[Latingp] Repertoire and Latin Extended A

Mats Dufberg mats.dufberg at iis.se
Mon Jul 23 14:44:40 UTC 2018


The .SE IDN table is not a language table, it is a country table. It supports the Swedish language and the official minority languages of Sweden (including Yiddish). Many ccTLDs have country tables, not language tables.

I am not sure about your question if we (Latin GP) have use the ccTLD repertoires. No, we have used the specification of the languages at e.g. Omniglot and Wikipedia.

Maybe you ask why we have looked at the LGRs. My position is that we looked at those to see if we could find any references to “missing” code points, and then check to see if any of those code points should be included.

The case of U+00FF was already known. It seems to be supported to include it by French.

The case of U+0157 is that we see that it is included in the Latvian LGR, but one language source does not even list it (Omniglot), and the other as historic or limited use (Wikipedia). We should ask if we see enough support to include it. I do not think it is clear that we see that.


Mats

---
Mats Dufberg
DNS Specialist, IIS
Mobile: +46 73 065 3899
https://www.iis.se/en/


From: "Tan Tanaka, Dennis" <dtantanaka at verisign.com>
Date: Monday, 23 July 2018 at 15:59
To: Mats Dufberg <mats.dufberg at iis.se>, "meikal.mumin at uni-koeln.de" <meikal.mumin at uni-koeln.de>, Bill Jouris <bill.jouris at insidethestack.com>, "Mirjana.Tasic at rnids.rs" <Mirjana.Tasic at rnids.rs>
Cc: ICANN Latin GP <latingp at icann.org>
Subject: Re: [Latingp] Repertoire and Latin Extended A

Hi Mats …. have we used the corresponding ccTLD’s repertoires too? For example, 014F and 00FF are included in DENIC’s table. And for Swedish, dotSE’s latin table is larger than ICANN’s reference LGR.

-Dennis

From: Latingp <latingp-bounces at icann.org> on behalf of Mats Dufberg <mats.dufberg at iis.se>
Date: Monday, July 23, 2018 at 9:52 AM
To: Meikal Mumin <meikal.mumin at uni-koeln.de>, Bill Jouris <bill.jouris at insidethestack.com>, Mirjana Tasić <Mirjana.Tasic at rnids.rs>
Cc: Latin GP <latingp at icann.org>
Subject: [EXTERNAL] Re: [Latingp] Repertoire and Latin Extended A

Mirjana,

Since I promised to review the second-level LGRs to see if there are any characters in any of those languages that we have not include I have also done that and this is my findings (Bill and Meikal have at least looked at some of them):

U+00FF is included for French. Omniglot does not list it, but Wikipedia does.
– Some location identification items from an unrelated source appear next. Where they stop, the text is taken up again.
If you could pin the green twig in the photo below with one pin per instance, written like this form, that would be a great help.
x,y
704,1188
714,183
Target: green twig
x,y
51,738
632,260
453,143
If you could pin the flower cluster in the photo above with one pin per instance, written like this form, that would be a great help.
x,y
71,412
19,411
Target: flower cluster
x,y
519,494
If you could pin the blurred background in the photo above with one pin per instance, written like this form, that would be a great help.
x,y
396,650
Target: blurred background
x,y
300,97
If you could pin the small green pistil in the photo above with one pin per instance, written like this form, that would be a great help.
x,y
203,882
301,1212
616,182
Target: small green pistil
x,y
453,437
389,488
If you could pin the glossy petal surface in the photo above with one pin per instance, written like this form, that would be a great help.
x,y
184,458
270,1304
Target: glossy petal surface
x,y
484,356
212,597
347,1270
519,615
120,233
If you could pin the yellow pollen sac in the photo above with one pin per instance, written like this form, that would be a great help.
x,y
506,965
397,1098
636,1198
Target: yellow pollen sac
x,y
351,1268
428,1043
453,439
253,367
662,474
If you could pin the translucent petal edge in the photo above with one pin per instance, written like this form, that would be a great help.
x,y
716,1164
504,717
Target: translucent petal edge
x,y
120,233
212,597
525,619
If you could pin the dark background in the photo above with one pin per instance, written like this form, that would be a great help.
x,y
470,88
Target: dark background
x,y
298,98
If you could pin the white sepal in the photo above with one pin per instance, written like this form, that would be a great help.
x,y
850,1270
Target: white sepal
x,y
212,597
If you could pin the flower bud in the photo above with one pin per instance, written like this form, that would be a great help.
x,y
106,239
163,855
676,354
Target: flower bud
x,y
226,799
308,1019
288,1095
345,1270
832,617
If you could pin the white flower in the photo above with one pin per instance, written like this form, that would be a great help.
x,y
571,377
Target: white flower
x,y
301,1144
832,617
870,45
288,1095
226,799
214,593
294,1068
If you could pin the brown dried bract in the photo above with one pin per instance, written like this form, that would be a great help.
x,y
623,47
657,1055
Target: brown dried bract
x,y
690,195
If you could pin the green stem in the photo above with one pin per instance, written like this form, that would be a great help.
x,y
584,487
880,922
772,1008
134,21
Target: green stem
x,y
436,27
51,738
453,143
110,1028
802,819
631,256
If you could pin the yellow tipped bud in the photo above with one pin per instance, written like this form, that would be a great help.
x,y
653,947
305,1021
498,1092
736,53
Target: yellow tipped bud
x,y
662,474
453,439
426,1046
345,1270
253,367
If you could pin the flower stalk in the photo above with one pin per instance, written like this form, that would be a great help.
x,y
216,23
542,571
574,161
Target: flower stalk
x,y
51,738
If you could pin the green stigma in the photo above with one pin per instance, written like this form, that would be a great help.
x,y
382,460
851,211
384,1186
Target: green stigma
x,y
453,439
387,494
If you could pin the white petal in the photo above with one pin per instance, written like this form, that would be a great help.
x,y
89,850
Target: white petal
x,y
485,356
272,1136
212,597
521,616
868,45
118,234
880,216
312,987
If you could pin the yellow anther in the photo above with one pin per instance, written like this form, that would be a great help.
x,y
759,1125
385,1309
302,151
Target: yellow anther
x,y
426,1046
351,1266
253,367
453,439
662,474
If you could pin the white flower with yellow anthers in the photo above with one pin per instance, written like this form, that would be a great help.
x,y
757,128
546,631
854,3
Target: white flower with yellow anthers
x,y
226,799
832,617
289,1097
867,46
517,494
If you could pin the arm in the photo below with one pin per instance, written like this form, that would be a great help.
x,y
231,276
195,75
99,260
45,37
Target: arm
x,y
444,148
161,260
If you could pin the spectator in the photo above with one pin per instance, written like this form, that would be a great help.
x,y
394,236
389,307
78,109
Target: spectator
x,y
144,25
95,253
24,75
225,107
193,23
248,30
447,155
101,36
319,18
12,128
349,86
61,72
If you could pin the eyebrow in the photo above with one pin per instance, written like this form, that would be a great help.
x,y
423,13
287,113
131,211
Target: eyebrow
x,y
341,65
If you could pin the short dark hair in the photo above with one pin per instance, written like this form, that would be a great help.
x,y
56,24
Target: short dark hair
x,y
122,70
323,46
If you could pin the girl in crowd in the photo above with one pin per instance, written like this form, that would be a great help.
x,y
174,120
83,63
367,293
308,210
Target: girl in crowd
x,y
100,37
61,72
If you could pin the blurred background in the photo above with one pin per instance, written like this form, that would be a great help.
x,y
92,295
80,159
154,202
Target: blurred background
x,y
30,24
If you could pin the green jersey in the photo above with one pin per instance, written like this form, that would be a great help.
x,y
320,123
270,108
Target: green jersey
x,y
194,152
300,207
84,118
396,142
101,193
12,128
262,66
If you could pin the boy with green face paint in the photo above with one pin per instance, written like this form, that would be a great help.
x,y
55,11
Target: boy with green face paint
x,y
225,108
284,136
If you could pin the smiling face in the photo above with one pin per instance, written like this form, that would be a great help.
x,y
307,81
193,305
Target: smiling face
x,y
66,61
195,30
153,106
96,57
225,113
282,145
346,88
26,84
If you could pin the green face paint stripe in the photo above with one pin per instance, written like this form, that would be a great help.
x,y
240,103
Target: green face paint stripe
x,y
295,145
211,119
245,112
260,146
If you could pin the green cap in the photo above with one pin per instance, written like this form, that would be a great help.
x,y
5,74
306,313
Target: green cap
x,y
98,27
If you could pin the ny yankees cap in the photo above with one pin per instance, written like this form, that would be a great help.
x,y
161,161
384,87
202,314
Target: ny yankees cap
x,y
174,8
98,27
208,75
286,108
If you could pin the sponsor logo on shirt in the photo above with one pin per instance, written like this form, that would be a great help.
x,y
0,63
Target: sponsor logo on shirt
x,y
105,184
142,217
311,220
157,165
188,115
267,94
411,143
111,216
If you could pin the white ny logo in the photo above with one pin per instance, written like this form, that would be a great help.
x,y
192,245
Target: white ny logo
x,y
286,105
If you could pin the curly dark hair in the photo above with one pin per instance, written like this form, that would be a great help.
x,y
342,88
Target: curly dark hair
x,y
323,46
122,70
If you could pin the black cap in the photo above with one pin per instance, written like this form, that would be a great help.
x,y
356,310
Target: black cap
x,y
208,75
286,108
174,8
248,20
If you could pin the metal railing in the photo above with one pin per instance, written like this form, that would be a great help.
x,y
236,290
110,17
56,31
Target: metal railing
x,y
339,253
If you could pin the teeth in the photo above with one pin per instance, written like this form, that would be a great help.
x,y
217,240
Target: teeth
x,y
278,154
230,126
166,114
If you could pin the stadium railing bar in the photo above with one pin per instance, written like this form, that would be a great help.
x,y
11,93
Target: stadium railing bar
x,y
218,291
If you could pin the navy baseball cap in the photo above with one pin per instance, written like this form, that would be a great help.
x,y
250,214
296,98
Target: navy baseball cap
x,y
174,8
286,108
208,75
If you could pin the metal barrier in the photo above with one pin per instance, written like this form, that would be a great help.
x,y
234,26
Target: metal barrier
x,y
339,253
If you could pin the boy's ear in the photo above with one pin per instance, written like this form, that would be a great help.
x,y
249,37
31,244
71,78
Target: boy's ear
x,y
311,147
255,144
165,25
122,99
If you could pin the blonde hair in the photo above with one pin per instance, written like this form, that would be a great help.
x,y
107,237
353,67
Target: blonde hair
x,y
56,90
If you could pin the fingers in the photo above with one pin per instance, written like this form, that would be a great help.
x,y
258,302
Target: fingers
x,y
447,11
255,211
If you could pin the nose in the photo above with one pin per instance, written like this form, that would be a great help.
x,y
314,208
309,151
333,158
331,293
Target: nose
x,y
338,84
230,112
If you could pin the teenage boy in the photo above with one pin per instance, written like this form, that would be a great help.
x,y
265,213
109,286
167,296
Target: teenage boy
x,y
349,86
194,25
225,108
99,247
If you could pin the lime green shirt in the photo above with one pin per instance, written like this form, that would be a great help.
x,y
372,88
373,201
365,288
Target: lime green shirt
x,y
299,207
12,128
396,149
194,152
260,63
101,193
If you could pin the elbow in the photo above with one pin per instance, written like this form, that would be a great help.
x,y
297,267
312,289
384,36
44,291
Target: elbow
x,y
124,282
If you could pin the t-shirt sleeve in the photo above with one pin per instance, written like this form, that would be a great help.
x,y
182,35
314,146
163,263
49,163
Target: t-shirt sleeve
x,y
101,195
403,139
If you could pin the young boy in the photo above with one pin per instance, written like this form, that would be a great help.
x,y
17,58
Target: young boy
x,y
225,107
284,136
U+0157 is included for Latvian. Omniglog does not list it. Wikipedia does, but today only used in diaspora (as Meikal pointed out).

The other missing code-points from Latin Extended-A were not found.

Code points I looked at:

00FF LATIN SMALL LETTER Y WITH DIAERESIS (French)
0109 LATIN SMALL LETTER C WITH CIRCUMFLEX
0125 LATIN SMALL LETTER H WITH CIRCUMFLEX
0135 LATIN SMALL LETTER J WITH CIRCUMFLEX
014F LATIN SMALL LETTER O WITH BREVE
0157 LATIN SMALL LETTER R WITH CEDILLA (Latvian)
0163 LATIN SMALL LETTER T WITH CEDILLA
0177 LATIN SMALL LETTER Y WITH CIRCUMFLEX

The LGRs can be found at https://www.icann.org/resources/pages/second-level-lgr-2015-06-21-en

*

A comment to Bill and Meikal:

The LGR for German and Spanish lists U+014F (ŏ) LATIN SMALL LETTER O WITH BREVE as *excluded* not as included. You have to go down to “repertoire by code point” to see what is included. They also have a concept of “extended code point” which is in between included and excluded, e.g. U+00E0 for Spanish.

Ÿ (U+00FF) is neither included in English nor German.


Mats

---
Mats Dufberg
DNS Specialist, IIS
Mobile: +46 73 065 3899
https://www.iis.se/en/


From: Latingp <latingp-bounces at icann.org> on behalf of Meikal Mumin <meikal.mumin at uni-koeln.de>
Date: Monday, 23 July 2018 at 00:11
To: Bill Jouris <bill.jouris at insidethestack.com>
Cc: ICANN Latin GP <latingp at icann.org>
Subject: Re: [Latingp] Repertoire and Latin Extended A

Dear colleagues,

On 22 July 2018 at 21:49, Bill Jouris <bill.jouris at insidethestack.com<mailto:bill.jouris at insidethestack.com>> wrote:
Hi Mirjana,







I've reviewed the repertoire we have (after adding Esperanto) and compared it to the Unicode table's Basic Latin, Latin-1 Supplement, and Latin Extended-A codepoints.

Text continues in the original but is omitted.